Please refer to the examples in the examples/ folder to learn how to connect to a local DuckDB and directly query your data. A simple notebook is provided in the examples/ directory for reference.

To host the model with llama.cpp, please execute the following:

# Import necessary modules
from llama_cpp import Llama
from wurlitzer import pipes

# Set up client with model path and context size
with pipes() as (out, err):
    client = Llama(
        model_path="DuckDB-NSQL-7B-v0.1-q8_0.gguf",
        n_ctx=2048,
    )

To load the DuckDB database and query against it, please execute the following:

# Import necessary modules
import duckdb
from utils import generate_sql

# Connect to DuckDB database
con = duckdb.connect("nyc.duckdb")

# Sample question for SQL generation
question = "alter taxi table and add struct column with name test and keys a:int, b:double"

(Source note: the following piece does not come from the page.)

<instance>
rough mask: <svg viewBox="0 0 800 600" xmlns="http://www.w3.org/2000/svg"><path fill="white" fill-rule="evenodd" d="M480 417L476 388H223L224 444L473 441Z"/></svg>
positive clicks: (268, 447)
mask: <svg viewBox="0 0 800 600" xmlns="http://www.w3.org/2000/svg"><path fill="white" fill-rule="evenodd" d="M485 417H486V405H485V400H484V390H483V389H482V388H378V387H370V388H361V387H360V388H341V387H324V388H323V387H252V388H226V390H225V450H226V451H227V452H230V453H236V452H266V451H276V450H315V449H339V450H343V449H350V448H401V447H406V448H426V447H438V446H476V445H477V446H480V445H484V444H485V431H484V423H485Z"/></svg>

# Generate SQL, check validity, and print
sql = generate_sql(question, con, client)
print(sql)

Training Data

The training data for this model consists of two parts: 1) 200k synthetically generated DuckDB SQL queries, based on the DuckDB v.0.9.2 documentation, and 2) labeled text-to-SQL pairs from NSText2SQL transpiled to DuckDB SQL using sqlglot.

Evaluate the benchmark

Please refer to the eval/ folder to check the details for evaluating the model against our proposed DuckDB benchmark.

Acknowledgement

We would like to express our appreciation to all authors of the evaluation scripts. Their work made this project possible.